Quantity does not equal quality. Can't happen, won't happen, will never happen, that's the way it is. South Korea got a lesson in that one June afternoon in 1995.

Create a time-lapse film of South Korea from far overhead. Have a satellite snap a picture once every month, starting from the end of the Korean War, up to modern times. When you play back this film, you will see urbanization blossom like fungus on a rotten apple, shooting out and covering the landscape with unmatched speed and virulence. You see, in Korea, Construction is King. The industry had massive leeway to build whatever whenever and however they so desired. And they desired quick and easy profits. As a result, as time wore on and the emphasis stayed on mass quantity, the quality of the buildings reached an all-time low.

The Sampoong Department Store was a new pink edifice of commercialization. Once strictly an office building, it gained a five-story tall department-store section, complete with a swimming pool and water tank on the roof. Luxuries of every stripe were hawked inside, and middle-class wives began spending their mornings and afternoons shopping without dropping. Banners urged shoppers to 'Think Pink'. And they did - the store went like gangbusters.

But soon, cracks appeared in the ceiling of the fifth floor. The weight of the water tank was too much. The store simply moved much of its merchandise to the basement. No further action was taken, nothing that would get in the way of business.

In the rush to construct the building, a few details were glossed over. The building was built on a former trash dump - not the most sound ground for a foundation. The structure beams were meant only to support four floors - not the added weight of a fifth floor, or a swimming pool, or a water tank. The concrete was mixed with saltwater, speeding the deterioration of the steel rebars used to strengthen the building. The rebars themselves were centimeters thinner than regulations would allow.

The bill finally came due on June 30, 1995, the day that the Sampoong Department Store featured a basement-wide clearance sale.

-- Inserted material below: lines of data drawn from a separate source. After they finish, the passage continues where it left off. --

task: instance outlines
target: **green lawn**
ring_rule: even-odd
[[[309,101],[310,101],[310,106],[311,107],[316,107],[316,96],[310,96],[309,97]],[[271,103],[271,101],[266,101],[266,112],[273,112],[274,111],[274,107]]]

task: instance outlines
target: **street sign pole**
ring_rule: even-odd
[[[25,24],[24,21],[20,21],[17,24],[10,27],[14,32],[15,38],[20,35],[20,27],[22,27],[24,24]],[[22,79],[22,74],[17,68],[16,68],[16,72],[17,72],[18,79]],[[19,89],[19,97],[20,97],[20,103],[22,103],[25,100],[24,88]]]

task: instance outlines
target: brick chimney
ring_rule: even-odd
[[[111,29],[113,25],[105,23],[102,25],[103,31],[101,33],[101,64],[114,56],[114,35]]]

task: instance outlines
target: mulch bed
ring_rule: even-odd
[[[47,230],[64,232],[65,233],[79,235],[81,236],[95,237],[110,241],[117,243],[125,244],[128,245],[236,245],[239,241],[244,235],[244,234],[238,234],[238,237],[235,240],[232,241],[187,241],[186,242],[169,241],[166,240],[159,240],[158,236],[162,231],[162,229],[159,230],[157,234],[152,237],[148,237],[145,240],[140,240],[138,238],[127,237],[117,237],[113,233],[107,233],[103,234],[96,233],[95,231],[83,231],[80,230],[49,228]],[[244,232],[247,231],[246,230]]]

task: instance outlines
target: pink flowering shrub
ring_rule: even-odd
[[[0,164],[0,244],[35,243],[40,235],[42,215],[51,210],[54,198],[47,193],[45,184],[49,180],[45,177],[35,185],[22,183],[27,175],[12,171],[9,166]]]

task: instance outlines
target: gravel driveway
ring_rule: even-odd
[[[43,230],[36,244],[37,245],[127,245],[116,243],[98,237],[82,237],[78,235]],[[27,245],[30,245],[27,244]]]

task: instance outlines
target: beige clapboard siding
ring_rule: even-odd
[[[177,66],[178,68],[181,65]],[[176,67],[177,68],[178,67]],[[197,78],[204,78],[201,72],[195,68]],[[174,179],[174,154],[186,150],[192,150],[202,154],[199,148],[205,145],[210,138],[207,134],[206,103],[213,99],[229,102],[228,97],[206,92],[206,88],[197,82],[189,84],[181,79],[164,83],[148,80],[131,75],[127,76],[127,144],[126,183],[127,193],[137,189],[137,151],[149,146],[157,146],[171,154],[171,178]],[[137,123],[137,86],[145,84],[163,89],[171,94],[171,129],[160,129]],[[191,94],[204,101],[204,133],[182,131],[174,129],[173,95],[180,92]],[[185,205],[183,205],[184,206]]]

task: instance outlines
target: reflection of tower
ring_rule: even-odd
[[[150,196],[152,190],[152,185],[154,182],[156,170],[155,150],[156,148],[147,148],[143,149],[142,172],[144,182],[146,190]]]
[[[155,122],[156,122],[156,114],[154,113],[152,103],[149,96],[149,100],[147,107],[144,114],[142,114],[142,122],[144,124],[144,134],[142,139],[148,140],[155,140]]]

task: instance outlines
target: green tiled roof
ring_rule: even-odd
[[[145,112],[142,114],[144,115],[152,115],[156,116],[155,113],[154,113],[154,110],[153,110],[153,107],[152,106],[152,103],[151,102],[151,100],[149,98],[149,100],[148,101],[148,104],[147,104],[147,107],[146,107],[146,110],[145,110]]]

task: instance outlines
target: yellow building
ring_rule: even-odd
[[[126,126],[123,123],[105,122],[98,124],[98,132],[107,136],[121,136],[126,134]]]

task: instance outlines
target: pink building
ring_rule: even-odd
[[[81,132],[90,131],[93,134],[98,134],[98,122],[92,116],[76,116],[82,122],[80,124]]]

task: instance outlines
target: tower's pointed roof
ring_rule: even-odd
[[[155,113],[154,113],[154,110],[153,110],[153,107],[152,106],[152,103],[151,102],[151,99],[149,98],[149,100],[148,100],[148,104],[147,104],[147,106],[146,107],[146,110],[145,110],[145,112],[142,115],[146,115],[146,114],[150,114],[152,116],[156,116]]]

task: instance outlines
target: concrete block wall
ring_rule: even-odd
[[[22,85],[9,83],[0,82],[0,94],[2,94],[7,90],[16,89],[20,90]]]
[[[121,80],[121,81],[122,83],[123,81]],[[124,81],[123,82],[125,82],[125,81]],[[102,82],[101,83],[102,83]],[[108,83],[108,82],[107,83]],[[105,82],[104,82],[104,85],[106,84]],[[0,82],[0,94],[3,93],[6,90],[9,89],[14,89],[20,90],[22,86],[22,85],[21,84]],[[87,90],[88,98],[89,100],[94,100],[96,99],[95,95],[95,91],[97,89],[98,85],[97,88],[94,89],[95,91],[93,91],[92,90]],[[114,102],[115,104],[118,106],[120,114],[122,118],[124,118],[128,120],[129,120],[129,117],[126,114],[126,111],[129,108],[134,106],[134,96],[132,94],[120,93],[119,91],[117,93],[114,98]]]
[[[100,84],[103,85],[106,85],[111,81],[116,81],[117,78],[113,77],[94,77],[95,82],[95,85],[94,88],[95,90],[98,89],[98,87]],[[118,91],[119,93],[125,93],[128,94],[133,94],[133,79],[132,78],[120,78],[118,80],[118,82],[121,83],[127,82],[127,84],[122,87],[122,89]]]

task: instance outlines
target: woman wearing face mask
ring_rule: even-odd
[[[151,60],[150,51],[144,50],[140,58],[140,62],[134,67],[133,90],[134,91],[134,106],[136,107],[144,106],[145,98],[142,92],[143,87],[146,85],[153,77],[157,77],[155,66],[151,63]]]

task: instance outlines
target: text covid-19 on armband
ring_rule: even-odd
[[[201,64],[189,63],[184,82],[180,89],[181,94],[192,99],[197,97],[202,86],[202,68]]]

As more shoppers than usual strolled throughout the palisades, thinking pink, the fifth floor collapsed under the weight of the swimming pool and water tank, and the four stories below then collapsed. Those not crushed were trapped, especially those in the basement. A massive and wholly effective rescue operation commenced, saving hundreds from death by starvation. 640 people died, over 900 were injured.

This is often considered the worst disaster in South Korea's (admittedly short) history. The government, already gutted in recent elections, were called out by angry citizens; action was promised, but I don't know how much was taken. The store's owner got 10 years in jail, and 25 other people involved in the construction were assigned jail time or levied with large fines. All over Korea, a sudden wave of improvements to the disaster infrastructure took place; hospitals were upgraded and emergency services strenghened. The large laundry list of wrongs above are not unfamiliar to the average South Korean - it is assumed that a disaster on this scale will once again happen one day, a consequence of the rapid urbanization of the country. Too many buildings, too short a time. No one enforced quality.

I'm told that construction has slowed down appreciably, not due to safety concerns, but due to the Asian economic crisis, so quantity may have dropped without the expected uptick in quality. We'll see if they start 'thinking pink' again.